One of France’s most-garlanded authors and a prominent feminist voice, Annie Ernaux, has been awarded the Nobel prize in literature.
The announcement was made by the Swedish Academy in Stockholm on Thursday.
The Academy said Ernaux was recognised because she “consistently and from different angles examines a life marked by strong disparities regarding gender, language, and class”.
In his remarks after the award announcement, Anders Olsson, chairman of the Nobel literature committee, said the 82-year-old author is “an extremely honest writer who is not afraid to confront the hard truths.”
“She writes about things that no one else writes about, for instance, her abortion, her jealousy, her experiences as an abandoned lover and so forth. I mean, really hard experiences.
“And she gives words for these experiences that are very simple and striking.
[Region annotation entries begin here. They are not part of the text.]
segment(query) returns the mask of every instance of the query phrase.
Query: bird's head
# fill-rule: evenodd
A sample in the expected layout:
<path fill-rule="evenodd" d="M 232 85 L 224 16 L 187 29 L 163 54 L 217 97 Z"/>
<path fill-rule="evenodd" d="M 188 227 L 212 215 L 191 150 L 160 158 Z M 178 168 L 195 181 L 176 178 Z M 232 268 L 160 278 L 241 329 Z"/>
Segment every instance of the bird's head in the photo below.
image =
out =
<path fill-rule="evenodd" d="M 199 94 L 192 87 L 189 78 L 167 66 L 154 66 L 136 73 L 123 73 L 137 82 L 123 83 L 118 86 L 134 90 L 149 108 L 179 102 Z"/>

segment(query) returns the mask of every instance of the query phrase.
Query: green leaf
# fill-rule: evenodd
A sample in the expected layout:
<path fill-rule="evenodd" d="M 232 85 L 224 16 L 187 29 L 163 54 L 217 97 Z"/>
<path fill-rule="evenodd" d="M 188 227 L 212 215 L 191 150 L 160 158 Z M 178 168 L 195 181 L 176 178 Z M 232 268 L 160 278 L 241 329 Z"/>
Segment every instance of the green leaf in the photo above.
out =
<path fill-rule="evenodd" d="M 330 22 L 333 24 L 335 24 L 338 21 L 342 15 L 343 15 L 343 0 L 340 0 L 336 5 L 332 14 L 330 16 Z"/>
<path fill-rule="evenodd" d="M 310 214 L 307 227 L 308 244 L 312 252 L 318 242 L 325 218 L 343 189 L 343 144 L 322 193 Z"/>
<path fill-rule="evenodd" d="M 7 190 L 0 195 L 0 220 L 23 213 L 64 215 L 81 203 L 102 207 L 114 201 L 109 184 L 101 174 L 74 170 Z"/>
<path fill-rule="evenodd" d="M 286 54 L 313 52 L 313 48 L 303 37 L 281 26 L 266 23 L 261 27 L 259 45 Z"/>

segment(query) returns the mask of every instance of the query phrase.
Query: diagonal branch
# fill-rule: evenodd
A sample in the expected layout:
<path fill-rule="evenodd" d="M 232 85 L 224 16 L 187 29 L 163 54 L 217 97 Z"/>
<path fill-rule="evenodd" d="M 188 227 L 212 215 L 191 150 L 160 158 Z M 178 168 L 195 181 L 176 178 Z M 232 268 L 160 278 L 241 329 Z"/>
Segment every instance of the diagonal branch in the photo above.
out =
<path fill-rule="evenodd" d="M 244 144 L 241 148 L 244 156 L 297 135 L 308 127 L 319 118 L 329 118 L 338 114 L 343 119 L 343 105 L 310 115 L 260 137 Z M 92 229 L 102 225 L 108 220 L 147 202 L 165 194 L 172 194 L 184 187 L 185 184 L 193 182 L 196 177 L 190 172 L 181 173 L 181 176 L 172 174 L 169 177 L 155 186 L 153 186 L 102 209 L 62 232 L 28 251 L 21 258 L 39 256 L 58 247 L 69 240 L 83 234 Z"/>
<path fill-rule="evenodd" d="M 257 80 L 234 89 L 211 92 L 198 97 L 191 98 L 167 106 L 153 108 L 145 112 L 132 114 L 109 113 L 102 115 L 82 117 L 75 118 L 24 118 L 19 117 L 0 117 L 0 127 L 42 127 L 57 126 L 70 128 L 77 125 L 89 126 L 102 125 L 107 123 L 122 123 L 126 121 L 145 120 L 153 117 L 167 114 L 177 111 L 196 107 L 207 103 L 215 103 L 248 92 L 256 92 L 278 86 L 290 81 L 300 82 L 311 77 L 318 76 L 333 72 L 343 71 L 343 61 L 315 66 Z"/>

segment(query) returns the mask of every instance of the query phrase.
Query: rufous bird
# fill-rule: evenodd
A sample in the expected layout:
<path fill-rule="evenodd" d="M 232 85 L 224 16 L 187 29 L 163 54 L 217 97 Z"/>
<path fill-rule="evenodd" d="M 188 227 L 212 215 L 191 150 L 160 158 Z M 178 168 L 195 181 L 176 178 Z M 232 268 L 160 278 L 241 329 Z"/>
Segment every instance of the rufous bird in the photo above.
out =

They are short books, but they are really moving.”
Ernaux’s autobiographical books probe deeply personal experiences and feelings—love, sex, abortion, shame—within a society split by gender and class divisions.
Her books, including A Man’s Place and A Woman’s Story, are considered to be contemporary classics in France.
Ernaux said she was happy to have won the prize. She said it was “a great honour”, and described it as “a great responsibility”.
Ernaux is the first French writer to win the award. She is the 17th woman to win the prestigious prize, out of 119 literature laureates since the first Nobel was awarded in 1901.